A public sphere discourse regarding missing persons is shrouded in layers of legal complexities, a biased national security and law and order narrative, and projected murky details about the backgrounds of the persons picked. On the family’s part, there is constant fear of untoward consequences for the missing, confusion regarding the legal course of action and an on-and-off glimmer of hope over ‘his return some day’.
The family’s daily life, after the forced departure of their loved one, is characterized by struggles to arrange resources to meet household expenses, psychological trauma of the aftermath of the disappearance, series of illnesses attacking the more vulnerable family members such as the elderly and the children, and also dealing with the negative social attitudes mainly arising out of media propaganda against the missing person. Another everyday reality is phone calls from an “unknown” number, forbidding the family to participate in public activities to campaign for the release of the abducted.
An activist of the Pakistan Fisherfolk Forum, Saeed Baloch, who was earlier picked up by the Pakistan Rangers in January 2016 – his arrest was not declared for over a week – had a sustained misleading media campaign run against him soon after his disappearance. His photos would be flashed across TV channels with a caption screaming “RAW agent arrested”. His activist friends recall that even the name posted next to his photo was incorrect. His wife remembers the whispers she would overhear as she would step out of her house in Karachi’s Lyari area. “Life was constantly a struggle between hiding newspapers and TV tickers from my 16 and 9-year-old boys and responding to people who would mock me on the streets using newspaper items’ references.” She still experiences the same rage when she talks about the six months of Saeed’s detention, declaring the media’s conduct as extremely irresponsible and anti-people.
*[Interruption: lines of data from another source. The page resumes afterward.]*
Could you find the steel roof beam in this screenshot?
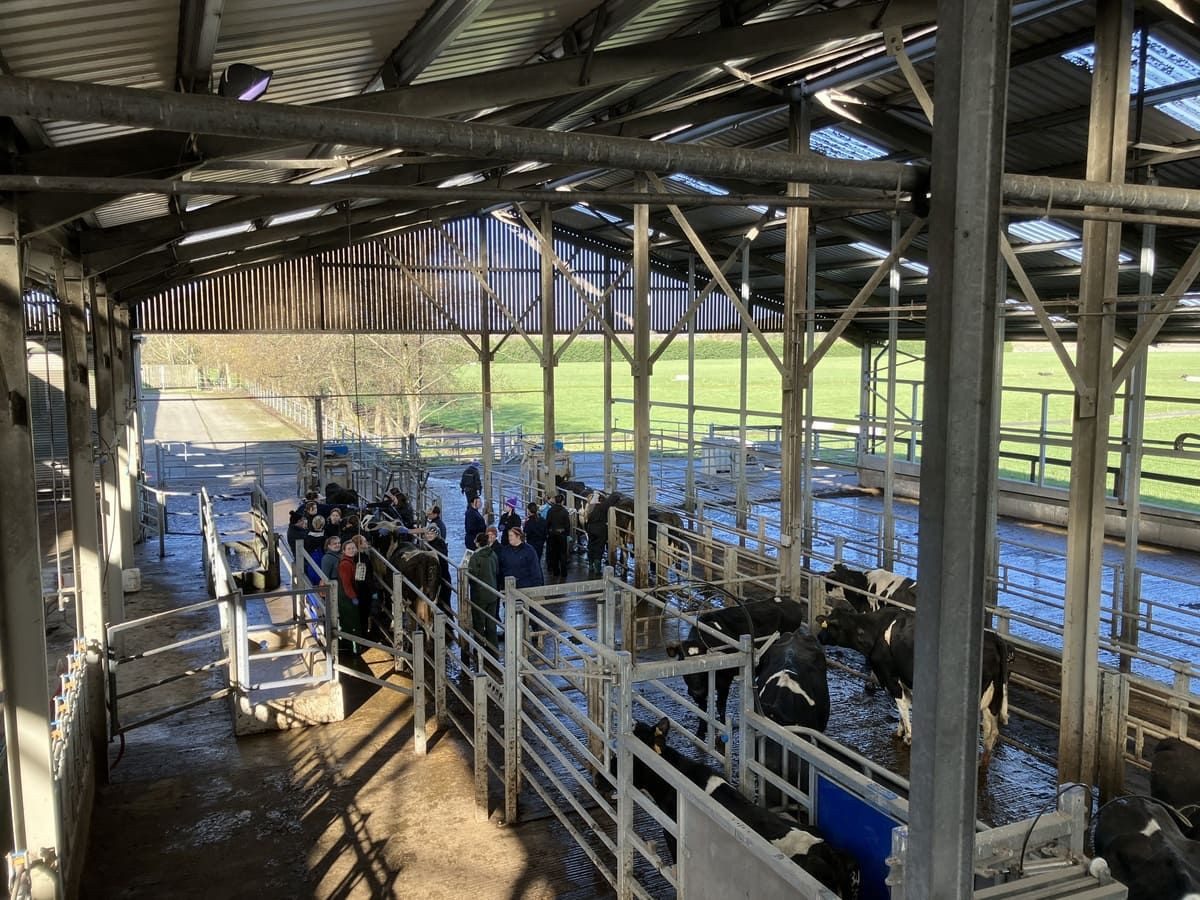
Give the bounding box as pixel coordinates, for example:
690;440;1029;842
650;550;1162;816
175;0;224;94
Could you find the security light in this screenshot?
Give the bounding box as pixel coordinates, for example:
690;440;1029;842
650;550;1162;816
217;62;275;100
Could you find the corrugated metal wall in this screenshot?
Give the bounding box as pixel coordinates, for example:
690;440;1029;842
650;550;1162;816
133;216;782;335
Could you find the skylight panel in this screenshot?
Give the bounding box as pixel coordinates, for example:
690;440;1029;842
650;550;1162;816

Hani Baloch, on the other hand, found support in a section of the media that helped her re-raise the forgotten issue of her father’s disappearance. “I was called on the Dawn News programme Zara Hat Kay, weeks after my father’s disappearance. Following my participation, everybody suddenly woke up to my father’s case and came forward for assistance.”
In the wake of the law enforcement agencies’ – police, Rangers and intelligence agencies – choice to remain ambiguous and arbitrary about the practice of detentions, a black market has surfaced that seeks to exploit distress. This is manifested in the demand for bribes in exchange for information and even help with the release of the victims. Naeem Haider’s family angrily mentions 50 million rupees being demanded for his release. “We had to turn to the court to get orders for filing one.”